Il affirmait : la loi, c’est la force déguisée. Il prouvait qu'il était logique de conclure que « par les lois de la nature, le droit consiste en force ».

 

La liberté politique est une idée, pas un fait. Pour usurper le pouvoir politique, il suffit de prêcher le « libéralisme », afin que les électeurs, au nom d'une idée, transfèrent aux conspirateurs certains de leurs droits et prérogatives. De cette façon, les conspirateurs pourront s'emparer d'eux.


Il fit valoir que la puissance de l'or dessaisit le pouvoir des dirigeants libéraux. Il a souligné que, pour le succès de son plan, peu importe qui va détruire le gouvernement légitime - les ennemis internes ou externes, « puisque le gagnant, par nécessité, va solliciter l'aide du « capital » qui sera entièrement entre nos mains ».

 

Il prétendait que tous moyens soient justifiés pour atteindre leur but ultime ; un dirigeant qui s’appuie sur la morale dans sa  gouvernance, ne serait pas un mûr homme politique, demeurant vulnérable et dans une position précaire.

 

Il affirmait, « Notre droit est la force. Le concept de « droit » est une idée abstraite et ne prouve rien. J’avance un nouveau droit : attaquer par droit de force, refaire toutes les institutions existantes et devenir un souverain Seigneur de tous ceux qui nous ont donné le droit à les gouverner, qui nous ont remis ce droit grâce au libéralisme.
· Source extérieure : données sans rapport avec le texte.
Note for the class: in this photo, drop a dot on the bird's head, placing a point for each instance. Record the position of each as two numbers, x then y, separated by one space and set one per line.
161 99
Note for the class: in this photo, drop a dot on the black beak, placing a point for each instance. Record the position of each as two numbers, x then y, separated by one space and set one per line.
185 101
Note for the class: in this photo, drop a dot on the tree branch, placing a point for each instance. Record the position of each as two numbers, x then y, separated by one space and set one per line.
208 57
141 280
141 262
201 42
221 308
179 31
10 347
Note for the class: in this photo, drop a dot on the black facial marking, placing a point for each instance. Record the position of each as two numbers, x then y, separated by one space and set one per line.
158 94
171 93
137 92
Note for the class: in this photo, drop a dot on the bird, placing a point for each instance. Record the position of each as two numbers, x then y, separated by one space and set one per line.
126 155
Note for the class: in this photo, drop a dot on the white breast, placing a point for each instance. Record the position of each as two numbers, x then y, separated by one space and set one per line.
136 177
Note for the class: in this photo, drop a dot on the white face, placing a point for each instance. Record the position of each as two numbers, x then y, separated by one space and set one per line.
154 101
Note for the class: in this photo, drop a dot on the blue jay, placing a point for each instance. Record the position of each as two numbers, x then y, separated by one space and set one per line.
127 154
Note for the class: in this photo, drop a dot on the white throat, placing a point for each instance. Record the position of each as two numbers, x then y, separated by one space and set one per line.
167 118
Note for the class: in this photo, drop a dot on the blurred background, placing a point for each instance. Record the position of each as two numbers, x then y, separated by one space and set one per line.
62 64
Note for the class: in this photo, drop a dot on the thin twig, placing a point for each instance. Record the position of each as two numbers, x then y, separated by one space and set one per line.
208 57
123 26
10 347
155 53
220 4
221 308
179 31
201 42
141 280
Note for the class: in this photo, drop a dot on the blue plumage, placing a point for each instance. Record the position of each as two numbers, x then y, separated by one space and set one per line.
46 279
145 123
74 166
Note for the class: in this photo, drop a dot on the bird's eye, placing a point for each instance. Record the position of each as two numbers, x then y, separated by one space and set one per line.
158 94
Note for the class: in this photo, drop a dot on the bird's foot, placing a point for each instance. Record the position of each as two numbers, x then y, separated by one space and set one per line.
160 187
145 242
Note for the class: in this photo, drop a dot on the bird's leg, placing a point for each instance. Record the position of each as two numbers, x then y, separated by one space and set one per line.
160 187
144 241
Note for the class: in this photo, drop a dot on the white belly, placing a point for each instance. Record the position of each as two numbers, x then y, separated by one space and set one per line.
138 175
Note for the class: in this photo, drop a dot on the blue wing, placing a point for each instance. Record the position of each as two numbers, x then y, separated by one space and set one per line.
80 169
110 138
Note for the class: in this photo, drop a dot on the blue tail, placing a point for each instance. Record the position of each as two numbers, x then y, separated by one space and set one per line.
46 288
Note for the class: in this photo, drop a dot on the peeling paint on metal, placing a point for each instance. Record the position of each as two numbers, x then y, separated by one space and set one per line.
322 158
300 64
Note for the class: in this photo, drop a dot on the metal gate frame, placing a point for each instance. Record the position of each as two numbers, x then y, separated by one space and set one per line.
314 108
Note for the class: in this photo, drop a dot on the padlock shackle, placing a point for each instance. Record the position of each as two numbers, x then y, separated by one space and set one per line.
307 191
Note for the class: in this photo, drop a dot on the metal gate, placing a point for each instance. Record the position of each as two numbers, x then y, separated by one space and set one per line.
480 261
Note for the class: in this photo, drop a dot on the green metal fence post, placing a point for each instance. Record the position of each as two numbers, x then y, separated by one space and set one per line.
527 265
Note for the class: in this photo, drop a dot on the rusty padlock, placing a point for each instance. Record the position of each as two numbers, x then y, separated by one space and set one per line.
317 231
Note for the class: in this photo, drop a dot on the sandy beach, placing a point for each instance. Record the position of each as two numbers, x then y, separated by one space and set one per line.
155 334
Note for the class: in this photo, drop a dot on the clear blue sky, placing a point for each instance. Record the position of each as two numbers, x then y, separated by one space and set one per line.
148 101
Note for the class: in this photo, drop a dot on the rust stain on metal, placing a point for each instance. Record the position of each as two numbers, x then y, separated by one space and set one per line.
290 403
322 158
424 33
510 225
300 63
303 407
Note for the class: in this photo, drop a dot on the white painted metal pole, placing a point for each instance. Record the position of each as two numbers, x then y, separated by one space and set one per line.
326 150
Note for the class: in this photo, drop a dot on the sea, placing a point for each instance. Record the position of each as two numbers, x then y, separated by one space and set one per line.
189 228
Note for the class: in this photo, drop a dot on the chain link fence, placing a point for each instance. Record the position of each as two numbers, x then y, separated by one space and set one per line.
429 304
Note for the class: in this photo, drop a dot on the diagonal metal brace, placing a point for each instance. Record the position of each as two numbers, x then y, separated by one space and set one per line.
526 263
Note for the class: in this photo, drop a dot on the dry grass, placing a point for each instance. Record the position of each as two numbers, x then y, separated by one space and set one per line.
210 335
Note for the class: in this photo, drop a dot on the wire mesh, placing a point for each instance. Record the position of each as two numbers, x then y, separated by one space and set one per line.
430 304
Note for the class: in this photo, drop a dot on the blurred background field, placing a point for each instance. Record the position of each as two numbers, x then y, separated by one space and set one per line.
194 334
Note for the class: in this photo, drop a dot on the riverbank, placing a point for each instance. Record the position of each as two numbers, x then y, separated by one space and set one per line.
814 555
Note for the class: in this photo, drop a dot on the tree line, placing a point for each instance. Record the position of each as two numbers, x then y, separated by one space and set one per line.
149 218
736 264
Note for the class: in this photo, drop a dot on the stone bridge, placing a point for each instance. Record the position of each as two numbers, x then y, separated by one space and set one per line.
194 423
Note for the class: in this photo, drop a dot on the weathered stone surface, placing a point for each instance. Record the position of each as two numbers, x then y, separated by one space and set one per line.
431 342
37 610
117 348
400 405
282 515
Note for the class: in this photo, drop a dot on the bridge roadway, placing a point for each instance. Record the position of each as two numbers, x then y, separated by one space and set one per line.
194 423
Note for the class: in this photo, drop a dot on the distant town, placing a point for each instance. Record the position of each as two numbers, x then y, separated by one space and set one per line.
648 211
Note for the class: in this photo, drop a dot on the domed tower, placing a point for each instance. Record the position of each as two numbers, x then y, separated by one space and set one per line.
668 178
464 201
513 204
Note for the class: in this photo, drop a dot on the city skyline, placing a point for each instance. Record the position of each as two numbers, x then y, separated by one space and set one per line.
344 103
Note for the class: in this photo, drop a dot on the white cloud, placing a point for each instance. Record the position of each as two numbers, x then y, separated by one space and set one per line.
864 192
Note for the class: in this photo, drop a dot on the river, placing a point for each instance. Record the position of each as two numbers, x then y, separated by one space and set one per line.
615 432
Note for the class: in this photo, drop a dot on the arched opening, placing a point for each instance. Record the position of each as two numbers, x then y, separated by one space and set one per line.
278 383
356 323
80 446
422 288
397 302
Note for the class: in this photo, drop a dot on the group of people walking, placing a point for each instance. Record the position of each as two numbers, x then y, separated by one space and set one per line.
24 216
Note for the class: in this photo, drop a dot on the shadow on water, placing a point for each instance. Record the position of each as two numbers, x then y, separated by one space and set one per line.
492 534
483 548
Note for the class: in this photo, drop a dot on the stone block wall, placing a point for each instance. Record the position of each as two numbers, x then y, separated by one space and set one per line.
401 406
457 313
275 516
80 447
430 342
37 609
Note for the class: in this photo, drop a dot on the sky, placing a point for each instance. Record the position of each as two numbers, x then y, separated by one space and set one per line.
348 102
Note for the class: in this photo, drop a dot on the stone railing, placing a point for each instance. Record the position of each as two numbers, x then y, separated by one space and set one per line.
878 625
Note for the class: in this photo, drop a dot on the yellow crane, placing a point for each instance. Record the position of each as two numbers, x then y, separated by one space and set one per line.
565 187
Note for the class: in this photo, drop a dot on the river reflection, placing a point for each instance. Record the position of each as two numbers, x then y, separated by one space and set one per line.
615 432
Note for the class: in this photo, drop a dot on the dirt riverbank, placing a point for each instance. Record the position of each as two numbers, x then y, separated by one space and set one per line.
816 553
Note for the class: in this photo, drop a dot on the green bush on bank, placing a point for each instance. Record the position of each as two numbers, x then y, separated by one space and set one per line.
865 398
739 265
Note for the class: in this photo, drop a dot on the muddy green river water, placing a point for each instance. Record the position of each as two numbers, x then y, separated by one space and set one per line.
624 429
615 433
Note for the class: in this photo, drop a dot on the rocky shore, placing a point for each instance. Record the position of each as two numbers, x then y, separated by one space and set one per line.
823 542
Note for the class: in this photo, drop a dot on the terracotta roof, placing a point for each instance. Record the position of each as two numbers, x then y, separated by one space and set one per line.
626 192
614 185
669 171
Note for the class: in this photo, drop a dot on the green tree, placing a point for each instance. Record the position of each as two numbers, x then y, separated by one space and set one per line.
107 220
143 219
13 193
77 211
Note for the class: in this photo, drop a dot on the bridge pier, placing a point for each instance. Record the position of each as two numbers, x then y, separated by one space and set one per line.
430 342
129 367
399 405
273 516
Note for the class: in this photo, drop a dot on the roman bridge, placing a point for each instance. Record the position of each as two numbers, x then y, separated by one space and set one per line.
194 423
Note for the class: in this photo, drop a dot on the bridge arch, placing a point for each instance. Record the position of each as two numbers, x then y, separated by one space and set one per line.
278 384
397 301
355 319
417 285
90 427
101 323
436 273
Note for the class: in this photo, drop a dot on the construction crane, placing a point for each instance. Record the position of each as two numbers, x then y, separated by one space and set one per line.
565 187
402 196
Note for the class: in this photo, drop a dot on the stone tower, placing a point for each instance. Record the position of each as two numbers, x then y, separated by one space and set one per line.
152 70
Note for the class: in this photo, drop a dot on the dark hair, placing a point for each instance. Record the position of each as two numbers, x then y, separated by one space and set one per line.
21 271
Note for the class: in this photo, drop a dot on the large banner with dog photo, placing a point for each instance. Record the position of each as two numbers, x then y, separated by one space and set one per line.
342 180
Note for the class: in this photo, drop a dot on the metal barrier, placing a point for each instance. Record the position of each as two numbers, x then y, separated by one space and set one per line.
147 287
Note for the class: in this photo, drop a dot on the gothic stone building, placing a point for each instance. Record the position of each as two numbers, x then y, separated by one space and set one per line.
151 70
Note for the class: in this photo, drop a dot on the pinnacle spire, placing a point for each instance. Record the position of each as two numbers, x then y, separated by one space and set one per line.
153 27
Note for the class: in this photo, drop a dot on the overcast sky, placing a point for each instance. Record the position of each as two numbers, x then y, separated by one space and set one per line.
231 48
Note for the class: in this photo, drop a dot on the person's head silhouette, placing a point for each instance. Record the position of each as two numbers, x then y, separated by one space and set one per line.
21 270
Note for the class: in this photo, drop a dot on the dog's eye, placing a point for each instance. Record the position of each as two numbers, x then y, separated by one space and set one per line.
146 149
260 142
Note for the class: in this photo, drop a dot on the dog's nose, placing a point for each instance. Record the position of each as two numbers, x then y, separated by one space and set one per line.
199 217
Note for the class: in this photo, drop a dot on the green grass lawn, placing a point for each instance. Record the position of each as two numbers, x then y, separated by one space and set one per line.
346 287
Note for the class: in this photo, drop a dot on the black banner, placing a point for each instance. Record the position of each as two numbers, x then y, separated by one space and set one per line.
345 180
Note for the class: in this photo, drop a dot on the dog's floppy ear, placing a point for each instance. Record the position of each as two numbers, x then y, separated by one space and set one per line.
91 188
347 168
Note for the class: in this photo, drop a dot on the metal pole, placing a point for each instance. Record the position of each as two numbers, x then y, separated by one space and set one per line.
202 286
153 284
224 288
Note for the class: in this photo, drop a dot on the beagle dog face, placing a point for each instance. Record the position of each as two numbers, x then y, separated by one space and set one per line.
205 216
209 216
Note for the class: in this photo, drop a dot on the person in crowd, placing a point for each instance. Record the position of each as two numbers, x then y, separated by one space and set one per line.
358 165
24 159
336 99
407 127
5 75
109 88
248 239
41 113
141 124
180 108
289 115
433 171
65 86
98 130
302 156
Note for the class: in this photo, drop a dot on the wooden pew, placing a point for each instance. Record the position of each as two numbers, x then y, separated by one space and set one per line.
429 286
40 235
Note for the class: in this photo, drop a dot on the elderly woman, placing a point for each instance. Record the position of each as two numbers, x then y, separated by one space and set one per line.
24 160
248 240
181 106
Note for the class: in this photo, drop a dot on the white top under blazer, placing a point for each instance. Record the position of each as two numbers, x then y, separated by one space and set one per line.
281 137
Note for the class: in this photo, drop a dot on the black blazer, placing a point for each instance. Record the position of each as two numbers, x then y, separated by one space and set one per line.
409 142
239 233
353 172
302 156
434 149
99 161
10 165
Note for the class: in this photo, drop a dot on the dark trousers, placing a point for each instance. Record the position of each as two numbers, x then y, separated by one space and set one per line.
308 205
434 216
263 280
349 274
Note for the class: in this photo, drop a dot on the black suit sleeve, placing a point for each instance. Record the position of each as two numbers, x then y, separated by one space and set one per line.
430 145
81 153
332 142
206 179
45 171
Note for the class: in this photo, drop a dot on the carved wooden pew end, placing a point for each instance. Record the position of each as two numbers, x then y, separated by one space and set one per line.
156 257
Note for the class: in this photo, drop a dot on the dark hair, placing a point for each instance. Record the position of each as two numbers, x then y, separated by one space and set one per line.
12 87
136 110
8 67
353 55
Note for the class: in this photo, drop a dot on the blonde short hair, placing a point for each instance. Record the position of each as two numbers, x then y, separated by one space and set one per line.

Notre puissance doit rester invisible, jusqu'au moment où elle acquière une telle ampleur que ni la ruse ni la force ne pourrait la compromettre ».

 

Ensuite, il présenta une ébauche contenant vingt-cinq paragraphes. Le paragraphe 8 stipulait l'utilisation de l'alcool, de la drogue, de la corruption morale et de tous les péchés en vue de pervertir systématiquement la jeunesse de tous les pays.

 

Ils s'appropriaient le droit de saisir des biens par tout moyen et sans hésitation, s'ils obtenaient par ce biais la soumission et le pouvoir.

 

« Nous fûmes les premiers à mettre le slogan de la liberté, égalité et fraternité dans la bouche des masses, ce qui créa une nouvelle aristocratie : l'aristocratie de la richesse, qui dépend de nous. Les guerres doivent être dirigées de telle sorte que les deux parties augmentent leurs dettes à nous. Les candidats à la fonction publique doivent être esclaves et obéissant à nos directives, pour qu'ils soient faciles à employer.

 

Concernant la propagande : notre richesse combinée va contrôler toute information publique. Les paniques financières et les dépressions, à terme, devront conduire au gouvernement mondial, au nouvel ordre mondial ».

 

 

« La famille Rothschild a joué un rôle décisif dans la finance internationale au cours des deux derniers siècles, - écrit Frederick Morton dans « The Rothschilds », - Au cours des cent cinquante dernières années, l'histoire de la maison Rothschild, dans un degré surprenant, était dans les coulisses de l'histoire de l'Europe occidentale. En raison de leur succès dans la fourniture de prêts non pas aux particuliers, mais aux gouvernements, ils recevaient un profit énorme. Quelqu'un dit que la richesse des Rothschild se compose des faillites des pays ».

 

Ezra Pound, dans son pamphlet au sujet de la Charte de la Banque d'Angleterre, met en cause les privilèges uniques de la banque : gagner des intérêts sur tout l'argent qu'elle crée à partir de rien.

 

Ce « rien » désigne, bien sûr, les opérations comptables de la banque, où on  « crée » l'argent en faisant une écriture qu'elle vous « a prêté » un millier de dollars, l'argent qui n'existait pas avant que l'écriture n'ait été faite.